Spekulanten erwarten 25 US-Dollar-Kurs
Bereits der Börsenstart geriet mit technischen Pannen nicht furios und auch die weitere Entwicklung der Aktie erwies sich als negativ. Das “Wall Street Journal” berichtet bereits von Optionsgeschäften, bei denen mit einem Kurs von 25 US-Dollar für die Facebook-Aktie spekuliert würde. Mit dem Börsengang erfüllt das soziale Netzwerk ein weiteres Superlativ, das sicher so nicht angestrebt war: Mit dem rasanten Kursverfall ist es einer der schlechtesten Börsenstarts eines großen Unternehmens.

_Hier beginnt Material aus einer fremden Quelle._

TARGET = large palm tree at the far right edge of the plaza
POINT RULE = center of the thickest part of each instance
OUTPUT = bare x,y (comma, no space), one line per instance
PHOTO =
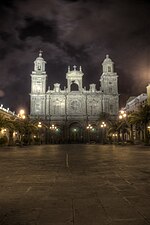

Alteigentümer haben gut verdient
Die empörten Anleger werfen Facebook und den mit dem Börsengang betrauten Banken vor, nicht alle Informationen weitergeben zu haben. Die Alteigentümer Facebooks haben bei dem Börsengang satt verdient, während die Aktienkäufer nun mit kräftigen Verlusten leben müssen. Facebook-Gründer Mark Zuckerberg und die anderen Eigentümer haben bei dem Deal 16 Milliarden US-Dollar eingenommen.
Gestern berichtete die “New York Times”, Facebook arbeite an einem eigenen Smartphone, das spätestens im kommenden Jahr auf den Markt kommen könnte. Doch auch diese Aussicht stimmte die Börse nicht milder und verschaffte der stetig fallenden Aktie keinen Anstieg.